Una complessità che ritroviamo nel documentario ‘Dahomey’ con cui la regista franco-senegalese Mati Diop ha vinto l’Orso d’oro alla 74ª Berlinale, in programmazione all’Otello di Ascona o in streaming sulla piattaforma Mubi. Il film non si limita infatti a documentare il viaggio di ritorno delle opere dal Musée du quai Branly alla loro terra d’origine, ma affronta la densità simbolica dell’evento condensando in poco più di un’ora una molteplicità di registri e livelli di lettura.

La voce dell’Africa

Possiamo distinguere tre momenti, tre fasi. La prima, ambientata negli spazi asettici e labirintici del Musée du Quai Branly, mostra le rigorose procedure di imballaggio e preparazione delle opere, una sorta di rituale contemporaneo, quasi un’antica cerimonia. Poi, una delle scelte più interessanti di Diop: l’introduzione di una voce narrante, la voce in lingua fon di una delle opere imballate e pronte ad andare, o tornare, in Benin. Nell’ultima fase del film Diop, con un altro scarto linguistico, ci porta all’Università di Abomey-Calavi, dove un gruppo di giovani discute della restituzione e del suo significato. Il passaggio tra i vari capitoli è ben sottolineato dalla fotografia di Joséphine Drouin Viallard: se nelle sequenze parigine predomina una luce artificiale e asettica, che sottolinea l’estraniamento delle opere dal loro contesto originario, il ritorno in Benin è segnato da tonalità più calde e avvolgenti.

La parte più interessante, anche se cinematograficamente più tradizionale, è il dibattito nell’aula magna dell’Università di Abomey-Calavi. C’è chi legge la restituzione come un atto di riparazione storica necessario ma insufficiente, chi invece privilegia la dimensione simbolica dell’evento, chi considera discutibile pensare che una popolazione che vive alla giornata possa visitare musei, chi non accetta la stessa idea, occidentale, di un museo.

La domanda di fondo, sottolineata anche dalla voce narrante della statua di re Ghezo, riguarda proprio l’idea di ritorno: come può un’opera d’arte “tornare” in un contesto radicalmente trasformato da oltre un secolo di storia?
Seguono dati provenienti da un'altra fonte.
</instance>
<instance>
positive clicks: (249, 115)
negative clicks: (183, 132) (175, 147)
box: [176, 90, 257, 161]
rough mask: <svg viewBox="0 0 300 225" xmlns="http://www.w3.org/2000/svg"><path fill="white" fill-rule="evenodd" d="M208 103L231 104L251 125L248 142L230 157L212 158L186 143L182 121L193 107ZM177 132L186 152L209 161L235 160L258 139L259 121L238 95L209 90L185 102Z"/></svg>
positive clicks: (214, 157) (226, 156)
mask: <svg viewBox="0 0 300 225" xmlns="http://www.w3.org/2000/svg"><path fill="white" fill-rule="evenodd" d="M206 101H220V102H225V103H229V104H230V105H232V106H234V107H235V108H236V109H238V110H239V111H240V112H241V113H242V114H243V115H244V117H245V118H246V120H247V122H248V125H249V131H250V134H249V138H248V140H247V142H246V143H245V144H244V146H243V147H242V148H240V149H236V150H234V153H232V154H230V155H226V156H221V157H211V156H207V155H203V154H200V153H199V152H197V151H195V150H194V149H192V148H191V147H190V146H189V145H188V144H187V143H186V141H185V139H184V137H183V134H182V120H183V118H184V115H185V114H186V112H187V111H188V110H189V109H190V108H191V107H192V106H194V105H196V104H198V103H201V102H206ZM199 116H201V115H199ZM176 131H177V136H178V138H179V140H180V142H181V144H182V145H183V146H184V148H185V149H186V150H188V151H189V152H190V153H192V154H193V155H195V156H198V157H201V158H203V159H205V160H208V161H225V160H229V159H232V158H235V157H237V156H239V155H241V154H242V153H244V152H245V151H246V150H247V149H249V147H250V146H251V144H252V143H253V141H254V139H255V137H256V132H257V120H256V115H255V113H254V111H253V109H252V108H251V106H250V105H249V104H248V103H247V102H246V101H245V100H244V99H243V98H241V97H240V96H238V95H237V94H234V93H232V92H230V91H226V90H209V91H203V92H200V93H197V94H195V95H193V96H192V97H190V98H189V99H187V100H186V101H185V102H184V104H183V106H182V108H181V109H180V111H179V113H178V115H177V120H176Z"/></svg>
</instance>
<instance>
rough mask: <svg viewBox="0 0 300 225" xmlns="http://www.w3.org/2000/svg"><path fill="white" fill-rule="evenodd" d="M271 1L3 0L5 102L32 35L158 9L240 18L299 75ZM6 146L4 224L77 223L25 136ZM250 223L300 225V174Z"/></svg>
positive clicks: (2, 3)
La restituzione non può essere pensata come semplice “ritorno al passato”, ma deve necessariamente prevedere una interpretazione del patrimonio culturale.

Un film politico

‘Dahomey’ è un’opera che va oltre la mera documentazione di un evento. La particolare stratificazione del film – in cui l’oggettività documentaria si intreccia con una sorta di realismo magico – permette a Mati Diop di costruire una narrazione che pone al centro una domanda apparentemente semplice: come può una società riappropriarsi della propria memoria culturale?

Il “ritorno a casa” delle opere non è la conclusione di una storia, ma al contrario il punto di partenza di un processo più complesso del semplice trasporto di statue e sculture. Un processo che Mati Diop ci mostra da una prospettiva africana: da questo punto di vista ‘Dahomey’ è un’opera profondamente politica per la sua capacità di far emergere la complessità di questioni che investono l’identità culturale, la memoria collettiva e le modalità della loro rappresentazione.